False – demand side factors do not determine Y* only supply side factors.

Y* = A K.3 N*.7

In this example, if the income and substitution effects cancel each other out, N* will not change. Given that A and K are fixed (unless I tell you otherwise), Y* will not change in this situation. So, Y* will remain constant if the income and substitution effects cancel each other out.

b. The marginal product of labor will remain constant.

Given that N is exactly the same, the MPN will not change. MPN = W/P = .7 A (K/N).3

If A and K do not change and N does not change (given the income and substitution effects offset), then the MPN does not change. This also implies that before tax wages do not change (W/P = MPN).

c. After tax wages will fall.

After tax wages will increase.

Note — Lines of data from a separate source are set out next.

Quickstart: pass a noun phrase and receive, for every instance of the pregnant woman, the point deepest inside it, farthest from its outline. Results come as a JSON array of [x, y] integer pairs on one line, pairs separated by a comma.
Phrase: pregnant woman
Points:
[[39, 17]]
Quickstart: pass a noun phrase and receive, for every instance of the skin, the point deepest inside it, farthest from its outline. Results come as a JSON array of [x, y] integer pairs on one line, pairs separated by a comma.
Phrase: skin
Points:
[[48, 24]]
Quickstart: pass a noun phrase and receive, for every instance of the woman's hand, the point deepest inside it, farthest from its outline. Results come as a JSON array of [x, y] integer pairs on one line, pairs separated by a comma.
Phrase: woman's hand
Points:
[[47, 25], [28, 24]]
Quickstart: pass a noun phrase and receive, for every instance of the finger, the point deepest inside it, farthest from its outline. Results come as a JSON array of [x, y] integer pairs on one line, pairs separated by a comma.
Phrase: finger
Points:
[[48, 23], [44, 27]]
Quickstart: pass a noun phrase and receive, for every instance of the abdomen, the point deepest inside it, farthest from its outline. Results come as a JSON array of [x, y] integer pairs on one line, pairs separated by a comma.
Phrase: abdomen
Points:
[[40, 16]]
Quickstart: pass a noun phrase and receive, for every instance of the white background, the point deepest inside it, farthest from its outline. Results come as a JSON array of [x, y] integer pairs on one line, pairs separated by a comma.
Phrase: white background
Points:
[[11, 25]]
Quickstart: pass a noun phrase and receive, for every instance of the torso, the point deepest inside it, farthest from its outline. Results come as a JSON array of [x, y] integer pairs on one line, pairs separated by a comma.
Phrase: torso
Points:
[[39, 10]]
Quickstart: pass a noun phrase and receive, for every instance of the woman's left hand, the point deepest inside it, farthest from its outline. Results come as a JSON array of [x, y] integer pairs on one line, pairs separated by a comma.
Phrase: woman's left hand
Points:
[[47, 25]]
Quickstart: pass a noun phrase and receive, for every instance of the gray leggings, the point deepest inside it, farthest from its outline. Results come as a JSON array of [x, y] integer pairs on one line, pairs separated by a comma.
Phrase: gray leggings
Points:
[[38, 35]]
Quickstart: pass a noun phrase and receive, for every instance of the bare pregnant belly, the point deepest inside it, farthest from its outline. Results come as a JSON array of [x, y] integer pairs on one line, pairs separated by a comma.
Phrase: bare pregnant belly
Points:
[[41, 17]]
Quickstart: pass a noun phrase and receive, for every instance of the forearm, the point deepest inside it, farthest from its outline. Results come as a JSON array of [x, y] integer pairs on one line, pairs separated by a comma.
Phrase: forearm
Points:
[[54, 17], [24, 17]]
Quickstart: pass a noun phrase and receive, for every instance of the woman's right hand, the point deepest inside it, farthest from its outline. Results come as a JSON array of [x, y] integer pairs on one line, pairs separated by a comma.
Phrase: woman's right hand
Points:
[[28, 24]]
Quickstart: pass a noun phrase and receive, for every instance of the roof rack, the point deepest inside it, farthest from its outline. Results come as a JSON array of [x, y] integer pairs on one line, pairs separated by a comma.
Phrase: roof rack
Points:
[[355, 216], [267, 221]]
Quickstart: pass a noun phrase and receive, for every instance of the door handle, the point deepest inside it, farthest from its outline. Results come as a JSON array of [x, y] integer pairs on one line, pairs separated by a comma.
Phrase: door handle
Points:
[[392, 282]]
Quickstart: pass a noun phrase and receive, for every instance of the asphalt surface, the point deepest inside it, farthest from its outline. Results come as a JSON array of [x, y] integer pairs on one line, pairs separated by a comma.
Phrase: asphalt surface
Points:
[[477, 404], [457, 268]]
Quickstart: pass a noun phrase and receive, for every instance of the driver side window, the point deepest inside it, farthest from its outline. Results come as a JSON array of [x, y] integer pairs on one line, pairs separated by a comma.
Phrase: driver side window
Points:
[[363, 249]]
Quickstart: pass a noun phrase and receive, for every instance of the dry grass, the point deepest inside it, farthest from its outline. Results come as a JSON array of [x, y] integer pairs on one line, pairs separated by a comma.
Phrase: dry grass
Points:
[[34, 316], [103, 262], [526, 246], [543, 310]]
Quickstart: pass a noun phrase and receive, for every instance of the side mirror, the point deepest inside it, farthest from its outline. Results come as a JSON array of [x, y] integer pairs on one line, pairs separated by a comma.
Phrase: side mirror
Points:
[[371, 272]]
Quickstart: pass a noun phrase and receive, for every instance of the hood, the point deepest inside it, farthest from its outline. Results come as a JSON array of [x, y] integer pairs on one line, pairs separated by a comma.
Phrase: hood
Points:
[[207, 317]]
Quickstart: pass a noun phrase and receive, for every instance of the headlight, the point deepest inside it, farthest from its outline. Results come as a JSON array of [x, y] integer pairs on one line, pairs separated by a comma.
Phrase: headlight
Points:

If W/P is constant (see above) and tax rates fall, then after tax wages will rise.

Question 4: In the article from the Economist entitled “A Strange Recovery” (8/9/2003), the author pointed out that there was something strange about the U.S. recovery out of the 2001 recession. Usually, as economies recover from a recession, this variable increases rapidly in the subsequent 2 years. However, in the 2 years after the 2001 recession ended, this variable actually declined. What was this variable that “behaved” strangely? Your answer should be no more than 1- 2 words. (2 points total).

Total employment. Total employment actually continued falling after the last recession ended. We will talk about the reason for this later in class.